Hospice and Palliative care is considered to be the model for quality,
compassionate care for people facing a life-limiting illness or injury. It
involves a team-oriented approach to specialized medical care, pain
management, and emotional and spiritual support for patient and family
members.
The
focus of hospice relies on the belief that each of us has the right to die
pain-free and with dignity, and that our loved ones will receive the
necessary support to allow us to do so.
Hospice focuses on caring for, not curing, a person’s end-stage disease
which has been determined to be “incurable.” In most cases this care takes
place in the patient’s home. Hospice care also is provided in freestanding
hospice facilities, hospitals, nursing homes and other long-term care
facilities.
Hospice services are available to patients of any age, religion, race, or
illness. In the United States, hospice care is covered under Medicare,
Medicaid, most private insurance plans, HMOs, and other managed care
organizations. To find out how hospice is paid for in your country, please
contact a local hospice near you (where available). See more details below.
Who Makes Up
the Hospice Team?
Hospice care is a family-centered approach that includes a team of doctors,
nurses, home health aides, social workers, chaplains, counselors, and
trained volunteers. This team works together to care for the needs of the
dying patient. This care focuses on the physical, emotional, social, and
spiritual needs of the patient, as well as the emotional and spiritual needs
of the family members. The goal of hospice care is to help keep the patient
as pain-free as possible, with loved ones nearby until death. The hospice
team develops an individualized care plan that meets each person's specific
needs for pain management and symptom control. Other members of the team may
include speech therapists, physical therapists, and occupational therapists,
when needed. Often, the patient’s personal physician may also be included.
However, a patient can choose to have their personal doctor take charge of
the medical care or he or she may choose to have the hospice medical
director take charge of the medical care. Another option is to have both the
physician and the hospice medical director work together to coordinate the
person's medical care, especially when symptoms are difficult to manage.
Regardless of who the patient chooses, the hospice medical director is
available to answer questions the patient or family may have regarding
hospice care.
Who is the
Primary Caregiver?
Often, family members or other loved ones are the patient’s primary care
givers. Hospice staff lend support to the caregivers.
What Can I
Expect From the Hospice Team?
Among its major responsibilities, the interdisciplinary hospice team:
Manages the person’s pain and symptoms
Provides emotional and spiritual support
Provides needed medications, medical supplies, and equipment
Teaches loved ones how to care for the patient
Delivers special services like speech and physical therapy, when needed
Arranges for short-term inpatient care when pain or symptoms become too
difficult to manage at home, or the caregiver needs respite (rest) time
Provides grief support to surviving loved ones and friends
“Support” for the caregivers throughout the patient’s care can include
conversations with the person and family members, teaching caregiving
skills, prayer, telephone calls to loved ones, including family members who
live at a distance and companionship and help from volunteers.
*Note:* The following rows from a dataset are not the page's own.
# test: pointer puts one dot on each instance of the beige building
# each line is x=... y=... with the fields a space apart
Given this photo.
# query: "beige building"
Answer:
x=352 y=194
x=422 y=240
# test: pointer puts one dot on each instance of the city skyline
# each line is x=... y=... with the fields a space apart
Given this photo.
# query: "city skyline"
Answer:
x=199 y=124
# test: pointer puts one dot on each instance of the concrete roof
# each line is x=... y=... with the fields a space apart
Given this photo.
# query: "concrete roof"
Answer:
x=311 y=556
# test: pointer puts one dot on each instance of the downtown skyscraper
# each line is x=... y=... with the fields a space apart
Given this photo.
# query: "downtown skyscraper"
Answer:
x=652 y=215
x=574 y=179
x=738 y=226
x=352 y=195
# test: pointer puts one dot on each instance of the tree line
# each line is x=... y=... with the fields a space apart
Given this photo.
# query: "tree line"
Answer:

Counseling or grief support for the patient and loved ones are an important
part of hospice care. After the person's death, bereavement support is
offered to families for at least one year (usually 13 months after the death
of the loved one). These services can take a variety of forms, including
telephone calls, visits, written materials about grieving, and support
groups. Individual counseling are sometimes offered by the hospice or the
hospice may make a referral to a community resource.
How is hospice different from other medical care?
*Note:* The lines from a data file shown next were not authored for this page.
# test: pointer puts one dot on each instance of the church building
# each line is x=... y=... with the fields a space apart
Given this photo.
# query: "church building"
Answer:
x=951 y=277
Hospice recognizes that a serious illness affects the entire family as well
as the person who is ill. The family, not just the patient, is the "unit of
care" for hospice professionals. Sometimes other family members actually
need more attention than the patient.
What services does hospice provide?
Hospice includes the services of an interdisciplinary team of health care
professionals:
Physicians
(the
patient’s own physician and the hospice physicians, who are specialist in
controlling pain and other symptoms of serious illness) prescribe
medications and other methods of pain and symptom control.
Nurses
are experts
at maintaining patient comfort. They assess the patient frequently and help
family members provide the necessary support.
Certified nurse assistants and home health aides
provide personal care and help the patient and family with activities of
daily living (ADL’s). They also provide companionship and valuable emotional
support.
Social workers
coordinate community resources and help the patient and family with
non-medical concerns. They can help family members mend damaged
relationships, plan for the future and ease other emotional difficulties.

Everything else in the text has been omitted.